Baking bread. The smell right after a summer shower. Books. Diesel exhaust on a cold day. Don't ask on that last one, it's weird I know, but I love it.
I like the smell of jergins shampoo from like 30 years ago. My mom, who died when I was 23, used it when I was growing up, and I haven’t smelled it in literally decades, but I’d know it if I smelled it again, because it’s impossible to mistake for anything else, but you try really hard to figure out what the smell is. Pretty sure it died in the early 2000s (apparently it’s still available but I have no hope it smells the same, because I haven’t had a whiff in so long.. last time was on a bus around 2002)
It had a very unique… tangy? smell that wasn’t floral or fruity or musky or anything. It was just its own very specific smell. Probably all man made chemicals. But it contains volumes of memories.
Interestingly, I still don’t like her perfume (dune from like 1990-2004). I have 2 bottles of it, and I find it very unappealing. It smells like her, sure, but I don’t like it. I sniff the bottle every now and then, for memories. But they are adult memories. The jergins is childhood memories.
If anyone has a really old bottle of jergins floating around, I’d pay money for it..
No. I appreciate the thought but I feel like most of the people working those places have never smelled the specific and very particular scent I’m looking for, and throwing shit at the wall to see what’s close isn’t a solution because my brain will trick me but it won’t work the way I hope.
It’s one of those lost memories, I think, like when you want the same game experience but aren’t the same person so super Mario 1 is just really hard instead of being fun..?
The way libraries used to smell before they became homeless shelters. Not hating on anyone who needs a warm place to be. Just sucks it falls to the libraries to be that place.
My chicken after she's been dust bathing, or when it rains.
The dust bathing brings in an earthy note to her natural birdy scent. She just smells like a little nature spirit might, if such things were real.
When it rains, she's usually under cover (though sometimes she gets out into it), but she's picks to the petrichor aroma of rain and soil.
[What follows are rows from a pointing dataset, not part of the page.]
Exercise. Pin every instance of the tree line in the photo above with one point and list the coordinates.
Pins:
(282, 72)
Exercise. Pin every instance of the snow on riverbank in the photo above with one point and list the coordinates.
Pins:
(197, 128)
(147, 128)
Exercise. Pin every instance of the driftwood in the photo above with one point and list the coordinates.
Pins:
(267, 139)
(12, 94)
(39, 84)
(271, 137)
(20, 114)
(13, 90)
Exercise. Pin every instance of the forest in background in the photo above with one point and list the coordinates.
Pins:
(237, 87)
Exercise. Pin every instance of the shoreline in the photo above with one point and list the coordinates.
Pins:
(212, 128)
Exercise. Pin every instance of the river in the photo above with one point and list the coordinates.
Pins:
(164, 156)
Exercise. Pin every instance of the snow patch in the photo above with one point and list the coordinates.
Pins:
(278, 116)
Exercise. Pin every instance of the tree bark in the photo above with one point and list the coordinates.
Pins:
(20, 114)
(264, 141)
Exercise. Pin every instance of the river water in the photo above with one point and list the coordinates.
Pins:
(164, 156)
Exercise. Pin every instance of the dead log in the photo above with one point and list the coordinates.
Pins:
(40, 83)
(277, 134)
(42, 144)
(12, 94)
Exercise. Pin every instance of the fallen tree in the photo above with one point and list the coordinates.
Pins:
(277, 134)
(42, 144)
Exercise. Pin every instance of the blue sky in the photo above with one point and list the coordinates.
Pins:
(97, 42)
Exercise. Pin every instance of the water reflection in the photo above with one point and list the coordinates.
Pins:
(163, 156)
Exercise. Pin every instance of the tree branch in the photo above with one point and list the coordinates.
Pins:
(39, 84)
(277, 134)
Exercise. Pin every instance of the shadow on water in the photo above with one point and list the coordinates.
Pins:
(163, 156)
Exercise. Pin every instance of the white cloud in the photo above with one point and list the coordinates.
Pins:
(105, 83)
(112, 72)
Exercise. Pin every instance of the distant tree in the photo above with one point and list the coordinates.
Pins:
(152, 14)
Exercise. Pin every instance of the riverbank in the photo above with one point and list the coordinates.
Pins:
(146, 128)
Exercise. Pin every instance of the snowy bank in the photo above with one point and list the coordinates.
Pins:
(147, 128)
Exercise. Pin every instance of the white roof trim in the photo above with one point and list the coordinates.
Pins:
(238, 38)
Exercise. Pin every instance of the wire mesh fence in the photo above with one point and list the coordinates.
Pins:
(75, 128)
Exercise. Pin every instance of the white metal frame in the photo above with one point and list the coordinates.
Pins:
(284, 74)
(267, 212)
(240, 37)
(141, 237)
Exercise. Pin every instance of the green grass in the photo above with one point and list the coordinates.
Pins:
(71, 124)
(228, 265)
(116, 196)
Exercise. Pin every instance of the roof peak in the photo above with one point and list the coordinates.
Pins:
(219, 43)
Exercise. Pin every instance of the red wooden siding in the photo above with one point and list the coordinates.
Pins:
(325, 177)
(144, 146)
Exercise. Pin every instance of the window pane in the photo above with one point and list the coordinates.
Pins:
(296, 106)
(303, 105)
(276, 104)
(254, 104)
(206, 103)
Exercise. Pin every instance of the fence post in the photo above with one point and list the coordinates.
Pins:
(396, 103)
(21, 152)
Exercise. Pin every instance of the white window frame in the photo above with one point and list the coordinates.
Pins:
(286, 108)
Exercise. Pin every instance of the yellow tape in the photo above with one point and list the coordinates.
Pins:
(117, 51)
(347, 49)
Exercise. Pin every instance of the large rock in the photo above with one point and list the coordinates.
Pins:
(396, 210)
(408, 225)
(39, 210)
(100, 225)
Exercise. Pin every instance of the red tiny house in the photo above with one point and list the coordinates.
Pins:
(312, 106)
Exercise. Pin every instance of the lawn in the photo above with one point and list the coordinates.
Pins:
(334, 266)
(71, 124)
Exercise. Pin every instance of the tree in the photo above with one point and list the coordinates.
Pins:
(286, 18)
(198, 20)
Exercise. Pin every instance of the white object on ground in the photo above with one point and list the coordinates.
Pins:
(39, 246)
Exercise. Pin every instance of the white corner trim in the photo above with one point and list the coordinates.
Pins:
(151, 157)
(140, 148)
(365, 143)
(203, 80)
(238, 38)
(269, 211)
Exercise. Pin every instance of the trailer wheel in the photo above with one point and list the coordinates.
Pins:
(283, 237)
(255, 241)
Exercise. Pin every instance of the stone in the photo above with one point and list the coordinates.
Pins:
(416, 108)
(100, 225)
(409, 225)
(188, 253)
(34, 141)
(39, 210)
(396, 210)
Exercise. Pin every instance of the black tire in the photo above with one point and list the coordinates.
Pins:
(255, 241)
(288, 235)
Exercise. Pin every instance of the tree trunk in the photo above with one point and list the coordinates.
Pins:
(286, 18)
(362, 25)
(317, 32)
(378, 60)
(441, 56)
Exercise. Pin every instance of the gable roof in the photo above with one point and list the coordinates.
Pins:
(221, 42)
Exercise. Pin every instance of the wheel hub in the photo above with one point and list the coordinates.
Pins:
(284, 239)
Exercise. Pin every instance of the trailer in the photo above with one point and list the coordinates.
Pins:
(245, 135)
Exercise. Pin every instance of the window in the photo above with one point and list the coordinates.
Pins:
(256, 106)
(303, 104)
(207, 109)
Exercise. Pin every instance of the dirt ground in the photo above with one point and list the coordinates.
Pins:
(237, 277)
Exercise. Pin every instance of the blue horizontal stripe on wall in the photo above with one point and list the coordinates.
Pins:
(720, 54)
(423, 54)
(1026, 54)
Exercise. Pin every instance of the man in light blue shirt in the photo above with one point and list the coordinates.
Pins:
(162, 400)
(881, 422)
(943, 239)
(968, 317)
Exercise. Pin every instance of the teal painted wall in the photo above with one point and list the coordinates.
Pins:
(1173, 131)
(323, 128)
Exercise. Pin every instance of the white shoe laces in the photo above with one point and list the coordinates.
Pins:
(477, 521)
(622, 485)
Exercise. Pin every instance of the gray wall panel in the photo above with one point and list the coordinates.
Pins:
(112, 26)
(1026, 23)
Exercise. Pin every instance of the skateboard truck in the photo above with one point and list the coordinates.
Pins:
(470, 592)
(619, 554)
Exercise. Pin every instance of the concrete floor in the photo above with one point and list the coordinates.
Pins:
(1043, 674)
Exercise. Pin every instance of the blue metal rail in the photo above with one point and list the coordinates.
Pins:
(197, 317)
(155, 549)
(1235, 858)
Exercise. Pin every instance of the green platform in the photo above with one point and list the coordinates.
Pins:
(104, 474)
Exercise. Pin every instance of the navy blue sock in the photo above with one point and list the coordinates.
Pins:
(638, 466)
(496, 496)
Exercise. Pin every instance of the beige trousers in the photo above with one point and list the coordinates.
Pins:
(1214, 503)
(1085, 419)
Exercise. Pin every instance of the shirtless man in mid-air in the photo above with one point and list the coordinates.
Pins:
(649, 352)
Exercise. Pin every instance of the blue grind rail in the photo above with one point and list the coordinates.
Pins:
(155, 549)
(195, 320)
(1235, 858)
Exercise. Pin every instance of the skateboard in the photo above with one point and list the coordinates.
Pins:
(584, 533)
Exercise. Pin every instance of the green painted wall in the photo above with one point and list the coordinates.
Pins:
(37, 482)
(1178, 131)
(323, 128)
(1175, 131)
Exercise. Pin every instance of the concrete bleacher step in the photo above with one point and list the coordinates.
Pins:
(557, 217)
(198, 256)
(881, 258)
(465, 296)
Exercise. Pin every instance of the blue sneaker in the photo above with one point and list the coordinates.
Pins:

She'll carry that scent all evening usually, so when she comes inside and is nestled up next to me, there's the normal bird smell, but also that rich aroma that a gentle rain brings, that usually fades quickly.
Mind you, I also love her normal smell, that almost dusty book, nose tickling smell of bird, colored with the mild earthiness and slight tang that's all chicken.
Luckily, she doesn't mind being sniffed occasionally :)
I woke up early yesterday and the one and only reason I got out of bed instead of going back to sleep is because someone was cooking bacon and the smell made its way up to my room.
Weird one, but I have pet birds. They smell AMAZING. Just stick your nose right up to their feathers and huff. They kinda smell a bit like corn chips, or laundry dried outside in the sun, dusty and earthy and warm.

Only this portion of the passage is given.